Star Tribune photo by Tom Wallace.

Now this is a cake that has "celebration" leaping out of every wicked-good bite.

When Taste celebrated its 40th birthday in October, we turned to baker Laurie Pyle, co-owner of Cocoa & Fig in Shakopee, to formulate a one-of-a-kind cake, one that readers could bake at home when they had an occasion as festive and momentous as our 40th anniversary. 

She did not disappoint, crafting a beauty that sings with two highly complementary flavors: chocolate, and coffee. The cake is a vegan formula -- no eggs, no dairy -- but it's surprisingly moist and deeply flavorful (it helps to use super-intense Valrhona cocoa powder, available locally at Kitchen Window in Uptown Minneapolis). The icing isn't vegan (yes, that's a pound of butter in the recipe), but, let's face facts: Anything this insanely creamy and rich isn't. 

If you haven't baked it, give it a shot. And if you have, share your thoughts in the comments section. 


Serves 10 to 12.

Note: From Laurie Pyle of Cocoa & Fig in Shakopee. This unusually moist egg- and butter-free cake is a modification of a Depression-era recipe called Crazy Cake that Pyle often baked with her grandmother. 

Butter or cooking spray for pans

4 c. flour, plus extra for pans

2/3 c. unsweetened cocoa powder

2/3 c. granulated sugar

2 c. packed brown sugar

1 1/2 tsp. salt

2 3/4 tsp. baking soda

1 c. canola oil

2 tbsp. plus 2 tsp. white distilled vinegar

1 tbsp. vanilla extract

2 2/3 c. strong brewed coffee, cooled


To prepare cake: Preheat oven to 350 degrees. Lightly butter or spray 3 (9-inch) round cake pans. Line bottoms with parchment paper. Dust pans with flour, tapping out excess. In a large bowl of an electric mixer on low speed, combine flour, cocoa powder, granulated sugar, brown sugar, salt and baking soda. In a large bowl, whisk together oil, vinegar, vanilla extract and cooled coffee. On low speed, add coffee mixture to flour mixture in three parts, stopping after each addition to scrape down bowl and mixing until batter is blended. Divide batter evenly between prepared pans. Bake 25 to 30 minutes or until toothpick inserted in center comes out clean. Remove from oven to a wire rack and cool for 20 minutes. Invert cakes from pans to a wire rack and cool completely. Cake may be frosted at this point, or wrap cake layers tightly in plastic wrap and store in refrigerator for up to 2 days. Ice with American-style Mocha Buttercream Icing (see recipe).

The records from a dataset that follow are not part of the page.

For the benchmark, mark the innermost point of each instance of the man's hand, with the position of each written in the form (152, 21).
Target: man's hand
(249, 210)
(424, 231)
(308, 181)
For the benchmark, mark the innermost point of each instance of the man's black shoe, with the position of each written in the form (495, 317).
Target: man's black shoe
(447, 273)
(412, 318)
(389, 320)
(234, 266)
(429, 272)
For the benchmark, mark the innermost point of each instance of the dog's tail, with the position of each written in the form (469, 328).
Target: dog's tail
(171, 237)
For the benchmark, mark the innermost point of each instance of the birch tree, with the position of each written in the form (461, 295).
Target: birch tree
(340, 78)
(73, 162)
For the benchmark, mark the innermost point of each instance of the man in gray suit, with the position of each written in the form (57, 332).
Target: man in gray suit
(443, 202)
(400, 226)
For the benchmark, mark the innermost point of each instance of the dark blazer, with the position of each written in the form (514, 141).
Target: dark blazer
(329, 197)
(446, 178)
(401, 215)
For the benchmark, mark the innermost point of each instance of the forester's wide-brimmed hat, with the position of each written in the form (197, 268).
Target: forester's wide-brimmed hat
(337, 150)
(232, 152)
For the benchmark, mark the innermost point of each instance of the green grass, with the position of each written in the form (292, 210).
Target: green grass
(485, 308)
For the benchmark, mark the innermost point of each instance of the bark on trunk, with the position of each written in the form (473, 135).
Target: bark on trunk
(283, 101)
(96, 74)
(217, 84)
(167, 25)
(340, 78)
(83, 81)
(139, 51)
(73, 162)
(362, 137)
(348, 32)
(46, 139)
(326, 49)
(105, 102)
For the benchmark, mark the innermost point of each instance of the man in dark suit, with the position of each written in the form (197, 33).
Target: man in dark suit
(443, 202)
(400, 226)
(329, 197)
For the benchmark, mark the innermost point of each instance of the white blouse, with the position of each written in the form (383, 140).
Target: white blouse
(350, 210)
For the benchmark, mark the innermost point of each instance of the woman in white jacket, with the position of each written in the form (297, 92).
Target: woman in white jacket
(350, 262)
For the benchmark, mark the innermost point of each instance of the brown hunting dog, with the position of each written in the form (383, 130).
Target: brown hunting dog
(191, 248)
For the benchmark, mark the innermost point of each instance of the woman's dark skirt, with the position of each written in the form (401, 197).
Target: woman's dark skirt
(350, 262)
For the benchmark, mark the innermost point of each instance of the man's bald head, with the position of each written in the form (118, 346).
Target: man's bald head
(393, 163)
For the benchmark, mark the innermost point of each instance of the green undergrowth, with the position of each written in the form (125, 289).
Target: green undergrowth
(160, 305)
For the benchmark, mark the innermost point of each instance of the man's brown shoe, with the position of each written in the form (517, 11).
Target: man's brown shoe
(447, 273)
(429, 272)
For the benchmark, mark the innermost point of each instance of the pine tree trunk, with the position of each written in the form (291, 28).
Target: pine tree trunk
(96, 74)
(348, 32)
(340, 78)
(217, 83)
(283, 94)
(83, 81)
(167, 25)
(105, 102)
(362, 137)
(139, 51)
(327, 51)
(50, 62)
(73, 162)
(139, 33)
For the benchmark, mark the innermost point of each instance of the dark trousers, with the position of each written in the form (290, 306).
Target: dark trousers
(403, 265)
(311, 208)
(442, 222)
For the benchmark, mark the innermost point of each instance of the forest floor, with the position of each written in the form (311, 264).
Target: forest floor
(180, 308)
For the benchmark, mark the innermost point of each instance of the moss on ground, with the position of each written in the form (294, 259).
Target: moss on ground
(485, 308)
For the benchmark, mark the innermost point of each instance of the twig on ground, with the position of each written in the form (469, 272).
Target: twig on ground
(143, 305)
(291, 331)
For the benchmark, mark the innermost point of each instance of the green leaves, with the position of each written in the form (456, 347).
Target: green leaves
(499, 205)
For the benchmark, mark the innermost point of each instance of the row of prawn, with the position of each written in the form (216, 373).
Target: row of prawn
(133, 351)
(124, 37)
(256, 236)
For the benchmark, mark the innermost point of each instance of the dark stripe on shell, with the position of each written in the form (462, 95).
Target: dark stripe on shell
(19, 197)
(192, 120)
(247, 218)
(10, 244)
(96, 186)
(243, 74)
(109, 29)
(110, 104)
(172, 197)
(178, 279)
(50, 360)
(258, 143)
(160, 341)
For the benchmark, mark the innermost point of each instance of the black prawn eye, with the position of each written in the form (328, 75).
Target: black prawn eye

To assemble cake: Using a serrated knife, trim rounded cake tops to flat layers. Place one cooled cake layer, top-side down, on cake plate. Spread about 1 cup of buttercream icing (see recipe below) onto base layer. Using an offset spatula, spread buttercream onto cake in an even layer. Repeat with remaining cake layers. Frost sides with remaining buttercream icing and decorate as desired.


Enough for one 3-layer cake.

3 oz. semisweet chocolate, chopped

1/4 c. heavy cream

3 tbsp. instant espresso powder

1 tsp. vanilla extract

2 c. (4 sticks) unsalted butter, at room temperature

2 1/2 c. powdered sugar


In a double boiler over gently simmering water, combine chocolate, cream, instant espresso powder and vanilla extract, stirring constantly until chocolate is melted and instant espresso powder is dissolved. Remove from heat and cool slightly. Meanwhile, in a large bowl, using an electric mixer on medium-high speed, beat butter until soft and creamy. Add powdered sugar, 1/2 cup at a time, until thoroughly blended. Slowly add melted chocolate mixture and beat until icing is smooth.